The association also wants the Biden administration to prioritize the processing of COVID-19 Employee Retention Tax Credit filings. “Some restaurant operators have waited more than a year for the Internal Revenue Service” to process the filings. “This delay means many restaurants lost tax deductions for ERTC-eligible expenses in 2021 without yet receiving ERTC payroll tax rebates.”

The Inflation Reduction Act does contain nearly $80 billion for the IRS to improve operations, increase enforcement of tax laws, modernize its systems and improve customer service.

Additionally, the association called on Congress to pass a bill “to restore depreciation and amortization to the calculation of the Interest Expense Deduction. This will help encourage investments in U.S. business and restaurant growth.”
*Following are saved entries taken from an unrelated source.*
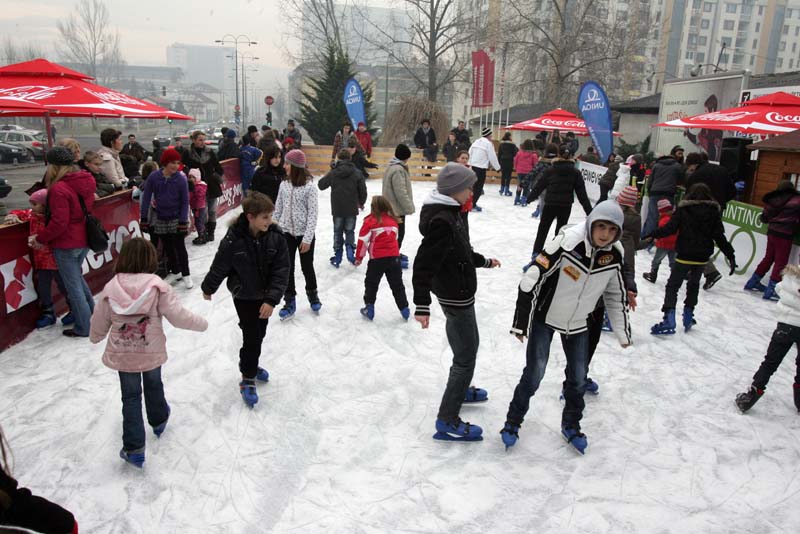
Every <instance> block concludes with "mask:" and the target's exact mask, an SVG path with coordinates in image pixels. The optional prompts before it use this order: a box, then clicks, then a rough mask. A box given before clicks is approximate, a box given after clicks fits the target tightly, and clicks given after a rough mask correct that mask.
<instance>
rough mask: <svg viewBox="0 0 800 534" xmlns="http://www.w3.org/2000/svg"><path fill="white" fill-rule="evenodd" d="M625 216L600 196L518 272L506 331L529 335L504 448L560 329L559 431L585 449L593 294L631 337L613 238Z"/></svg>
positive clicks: (628, 334) (609, 202)
mask: <svg viewBox="0 0 800 534" xmlns="http://www.w3.org/2000/svg"><path fill="white" fill-rule="evenodd" d="M623 220H624V217H623V214H622V210H621V209H620V207H619V205H618V204H617V203H616V202H615V201H612V200H607V201H604V202H601V203H599V204H598V205H597V206H595V208H594V209H593V210H592V211H591V213H589V216H588V217H587V219H586V223H585V224H578V225H575V226H572V227H569V228H567V229H566V230H563V231H561V232H560V233H559V234H558V235H557V236H556V237H555V238H554V239H553V240H552V241H550V242H549V243H547V244H546V245H545V247H544V248H543V249H542V251H541V252H540V254H539V255H538V256H537V257H536V260H535V261H534V263H533V266H532V268H530V269H528V271H527V272H526V273H525V275H523V277H522V281H521V282H520V284H519V293H518V296H517V305H516V310H515V313H514V324H513V326H512V328H511V333H512V334H514V335H516V336H517V338H518V339H519V340H520V341H521V342H522V341H524V339H525V338H526V337H528V348H527V355H526V364H525V368H524V369H523V371H522V376H521V377H520V381H519V384H518V385H517V387H516V389H515V390H514V397H513V399H512V400H511V403H510V404H509V406H508V414H507V416H506V423H505V425H504V426H503V429H502V430H501V431H500V434H501V437H502V439H503V443H505V445H506V448H508V447H512V446H514V445H515V444H516V442H517V440H518V439H519V429H520V426H521V425H522V422H523V420H524V418H525V415H526V414H527V413H528V408H529V406H530V399H531V397H532V396H533V395H534V394H535V393H536V391H537V390H538V389H539V384H540V383H541V381H542V378H543V377H544V372H545V369H546V367H547V360H548V359H549V357H550V343H551V341H552V339H553V334H554V333H556V332H558V333H559V334H560V335H561V343H562V346H563V347H564V352H565V354H566V357H567V371H566V372H567V379H566V381H565V383H564V401H565V404H564V411H563V414H562V416H561V433H562V435H563V436H564V439H566V440H567V441H568V442H569V443H570V444H571V445H572V446H573V447H575V449H577V450H578V452H580V453H581V454H583V453H584V452H585V450H586V447H587V446H588V441H587V438H586V436H585V435H584V434H583V433H582V432H581V426H580V420H581V417H582V416H583V409H584V400H583V395H584V392H585V390H586V371H587V367H588V363H587V360H588V354H589V351H588V344H589V333H588V331H587V318H588V317H589V314H590V313H592V311H593V310H594V308H595V305H596V304H597V301H598V299H600V298H601V297H602V298H603V302H604V303H605V307H606V309H607V311H608V316H609V318H610V320H611V324H612V325H613V327H614V334H615V335H616V336H617V340H618V341H619V343H620V345H621V346H622V347H623V348H625V347H627V346H629V345H630V344H631V343H632V341H631V328H630V322H629V321H628V311H627V302H626V291H625V286H624V283H623V273H622V269H623V263H624V252H623V249H622V246H621V245H620V244H619V243H618V241H619V239H620V237H621V234H622V225H623Z"/></svg>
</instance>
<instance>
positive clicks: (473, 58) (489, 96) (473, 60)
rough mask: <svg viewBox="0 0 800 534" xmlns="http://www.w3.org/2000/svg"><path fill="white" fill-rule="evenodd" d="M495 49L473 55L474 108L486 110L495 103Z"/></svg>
mask: <svg viewBox="0 0 800 534" xmlns="http://www.w3.org/2000/svg"><path fill="white" fill-rule="evenodd" d="M489 54H494V48H491V49H489V52H488V53H487V52H486V50H476V51H475V52H473V53H472V107H474V108H485V107H490V106H491V105H492V104H493V103H494V64H495V62H494V60H493V59H492V58H491V57H490V55H489Z"/></svg>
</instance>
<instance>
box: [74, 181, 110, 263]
mask: <svg viewBox="0 0 800 534" xmlns="http://www.w3.org/2000/svg"><path fill="white" fill-rule="evenodd" d="M78 202H80V203H81V209H82V210H83V216H84V217H85V218H86V242H87V243H88V245H89V248H90V249H92V252H105V251H106V249H107V248H108V234H107V233H106V231H105V230H104V229H103V225H102V224H100V221H98V220H97V217H95V216H94V215H92V214H91V213H89V212H88V211H86V204H84V202H83V197H82V196H81V195H80V194H78Z"/></svg>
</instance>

Inflation remains a vexing problem for the restaurant industry. Wholesale food costs have risen 13.4% in the last 12 months, the association said, including a 39% increase in the price for flour, a 156% increase for eggs and a 61% increase for butter. “Menu prices increased just 7.7% during this period, and the average restaurant pre-tax margins have fallen to around 1%,” the release states.

Meanwhile, $180 million in Restaurant Revitalization Fund (RRF) money still hasn’t been distributed to qualified applicants, the association noted. “We overcame the legislative odds to get RRF passed into law, so it’s very disappointing to hear that some of that money is sitting in SBA’s accounts,” said association executive Sean Kennedy. “The association supports SBA’s efforts to be good stewards of taxpayer dollars, but Congress set aside $28.6 billion to support the industry and restaurants should receive that full amount.”